Something white on the newel post caught his eye. From here it looked like an envelope. Henri’s? He put his glass down and went to investigate.
It was an envelope, but it wasn’t from Henri. The seal was already broken; there was no stamp. “Mr. Jones, Mrs. Rousselot,” it read in semi-legible script, and Reuben recognized Doc Slaughter’s careless scrawl. He must’ve delivered it by hand, maybe slid it under the door while Grace was out. The one-page letter inside had no salutation, just got right down to business.

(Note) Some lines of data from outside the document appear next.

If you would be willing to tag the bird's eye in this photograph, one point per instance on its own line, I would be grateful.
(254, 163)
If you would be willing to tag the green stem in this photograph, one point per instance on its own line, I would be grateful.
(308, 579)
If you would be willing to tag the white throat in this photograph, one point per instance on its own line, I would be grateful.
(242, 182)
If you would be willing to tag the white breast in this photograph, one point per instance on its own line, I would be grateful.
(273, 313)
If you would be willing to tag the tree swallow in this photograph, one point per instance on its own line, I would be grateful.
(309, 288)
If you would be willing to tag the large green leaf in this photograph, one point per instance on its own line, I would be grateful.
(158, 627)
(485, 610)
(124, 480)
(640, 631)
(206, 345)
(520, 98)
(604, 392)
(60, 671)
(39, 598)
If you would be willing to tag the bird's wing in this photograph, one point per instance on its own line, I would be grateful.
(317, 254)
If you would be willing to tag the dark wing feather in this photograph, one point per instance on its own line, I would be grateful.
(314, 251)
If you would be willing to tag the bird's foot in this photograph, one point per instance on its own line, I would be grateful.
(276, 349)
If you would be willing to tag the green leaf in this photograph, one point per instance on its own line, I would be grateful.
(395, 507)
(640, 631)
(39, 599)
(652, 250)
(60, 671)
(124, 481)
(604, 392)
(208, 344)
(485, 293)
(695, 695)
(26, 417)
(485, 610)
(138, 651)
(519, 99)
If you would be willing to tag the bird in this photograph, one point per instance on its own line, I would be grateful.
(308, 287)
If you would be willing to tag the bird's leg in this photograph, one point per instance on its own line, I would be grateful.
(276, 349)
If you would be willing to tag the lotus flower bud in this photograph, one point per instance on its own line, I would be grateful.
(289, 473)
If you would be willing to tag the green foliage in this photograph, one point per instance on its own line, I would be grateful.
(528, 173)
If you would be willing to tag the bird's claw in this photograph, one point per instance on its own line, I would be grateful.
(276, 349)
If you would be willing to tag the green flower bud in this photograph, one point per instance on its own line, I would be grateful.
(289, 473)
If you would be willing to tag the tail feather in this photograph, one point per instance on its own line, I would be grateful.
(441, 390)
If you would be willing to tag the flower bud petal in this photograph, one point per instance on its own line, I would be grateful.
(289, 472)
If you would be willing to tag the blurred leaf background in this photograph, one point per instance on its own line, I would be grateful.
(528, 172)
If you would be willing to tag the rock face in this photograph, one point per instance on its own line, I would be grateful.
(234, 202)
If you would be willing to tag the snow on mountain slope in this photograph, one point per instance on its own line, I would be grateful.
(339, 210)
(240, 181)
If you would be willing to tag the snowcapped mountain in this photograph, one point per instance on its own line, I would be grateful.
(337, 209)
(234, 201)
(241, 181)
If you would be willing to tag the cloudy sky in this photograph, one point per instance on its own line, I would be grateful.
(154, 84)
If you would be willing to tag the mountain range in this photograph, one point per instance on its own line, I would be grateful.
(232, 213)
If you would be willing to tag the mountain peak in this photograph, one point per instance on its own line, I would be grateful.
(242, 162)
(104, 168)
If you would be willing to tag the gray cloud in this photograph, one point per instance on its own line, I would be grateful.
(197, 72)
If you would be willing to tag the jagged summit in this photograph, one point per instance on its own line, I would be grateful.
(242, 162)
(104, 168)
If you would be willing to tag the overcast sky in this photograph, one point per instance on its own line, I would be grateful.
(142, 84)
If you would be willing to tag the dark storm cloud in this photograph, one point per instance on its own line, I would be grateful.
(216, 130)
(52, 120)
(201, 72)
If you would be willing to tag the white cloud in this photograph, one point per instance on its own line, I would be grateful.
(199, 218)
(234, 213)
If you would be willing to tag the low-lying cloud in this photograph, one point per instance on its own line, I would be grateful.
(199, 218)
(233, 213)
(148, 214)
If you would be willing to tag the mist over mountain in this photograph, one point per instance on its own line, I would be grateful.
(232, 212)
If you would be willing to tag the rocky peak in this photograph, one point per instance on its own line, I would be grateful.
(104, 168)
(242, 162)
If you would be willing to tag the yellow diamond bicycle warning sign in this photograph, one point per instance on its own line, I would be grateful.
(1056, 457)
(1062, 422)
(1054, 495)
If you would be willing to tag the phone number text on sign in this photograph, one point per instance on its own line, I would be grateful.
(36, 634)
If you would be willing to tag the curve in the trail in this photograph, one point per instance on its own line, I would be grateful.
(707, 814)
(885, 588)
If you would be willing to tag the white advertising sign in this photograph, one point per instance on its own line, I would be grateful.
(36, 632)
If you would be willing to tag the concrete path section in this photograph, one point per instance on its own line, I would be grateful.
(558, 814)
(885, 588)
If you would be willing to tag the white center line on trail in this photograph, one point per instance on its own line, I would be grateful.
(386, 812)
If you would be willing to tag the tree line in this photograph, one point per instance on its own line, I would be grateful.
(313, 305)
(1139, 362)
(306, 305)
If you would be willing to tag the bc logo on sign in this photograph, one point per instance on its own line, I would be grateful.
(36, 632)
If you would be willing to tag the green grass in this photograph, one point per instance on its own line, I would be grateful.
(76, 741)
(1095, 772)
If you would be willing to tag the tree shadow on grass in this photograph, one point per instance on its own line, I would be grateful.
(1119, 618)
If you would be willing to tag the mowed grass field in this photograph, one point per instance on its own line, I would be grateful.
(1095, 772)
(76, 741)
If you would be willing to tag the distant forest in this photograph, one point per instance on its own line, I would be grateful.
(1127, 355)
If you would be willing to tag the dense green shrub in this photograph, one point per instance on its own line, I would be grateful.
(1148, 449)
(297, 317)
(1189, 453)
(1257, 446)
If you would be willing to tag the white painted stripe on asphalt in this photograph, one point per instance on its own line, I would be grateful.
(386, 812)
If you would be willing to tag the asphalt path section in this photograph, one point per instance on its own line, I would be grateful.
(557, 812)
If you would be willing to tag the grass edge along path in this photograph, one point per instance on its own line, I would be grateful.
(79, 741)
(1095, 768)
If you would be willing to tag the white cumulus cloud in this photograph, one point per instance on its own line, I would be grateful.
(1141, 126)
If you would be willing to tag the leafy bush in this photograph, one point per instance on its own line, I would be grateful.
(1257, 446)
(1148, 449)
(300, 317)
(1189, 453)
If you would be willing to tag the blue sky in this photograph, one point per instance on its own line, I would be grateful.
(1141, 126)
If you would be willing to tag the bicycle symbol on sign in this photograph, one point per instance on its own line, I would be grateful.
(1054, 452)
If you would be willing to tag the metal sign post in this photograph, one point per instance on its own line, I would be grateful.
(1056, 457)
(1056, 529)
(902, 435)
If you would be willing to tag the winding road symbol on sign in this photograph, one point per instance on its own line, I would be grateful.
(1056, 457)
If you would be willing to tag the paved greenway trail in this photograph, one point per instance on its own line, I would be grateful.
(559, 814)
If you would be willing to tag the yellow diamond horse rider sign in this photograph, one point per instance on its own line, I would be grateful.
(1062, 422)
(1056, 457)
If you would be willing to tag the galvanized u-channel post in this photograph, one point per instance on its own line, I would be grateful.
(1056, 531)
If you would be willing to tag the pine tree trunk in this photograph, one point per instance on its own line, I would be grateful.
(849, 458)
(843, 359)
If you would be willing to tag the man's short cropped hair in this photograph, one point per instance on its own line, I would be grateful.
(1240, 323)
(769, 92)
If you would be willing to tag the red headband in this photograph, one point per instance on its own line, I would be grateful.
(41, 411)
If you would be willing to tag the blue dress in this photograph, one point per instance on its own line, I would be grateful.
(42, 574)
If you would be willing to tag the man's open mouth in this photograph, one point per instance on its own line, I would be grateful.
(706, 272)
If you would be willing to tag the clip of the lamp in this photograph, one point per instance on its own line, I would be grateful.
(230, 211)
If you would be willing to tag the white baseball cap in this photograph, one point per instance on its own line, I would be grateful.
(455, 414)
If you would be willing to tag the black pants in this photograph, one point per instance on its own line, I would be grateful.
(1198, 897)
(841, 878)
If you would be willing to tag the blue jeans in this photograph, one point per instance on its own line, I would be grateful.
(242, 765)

“A meeting has been arranged between you and the gentleman whose acquaintance you seek. You are to go to his house tomorrow, at four o’clock in the afternoon. No. 722—the street you already know.”
“Balls,” muttered Reuben. Why did they have to meet Wing in his own house? Why not a restaurant, or a park bench? But they’d run out of time to argue over the arrangements; tomorrow was Sunday, and the Croakers wanted their money by Tuesday morning. That left only one extra day to negotiate.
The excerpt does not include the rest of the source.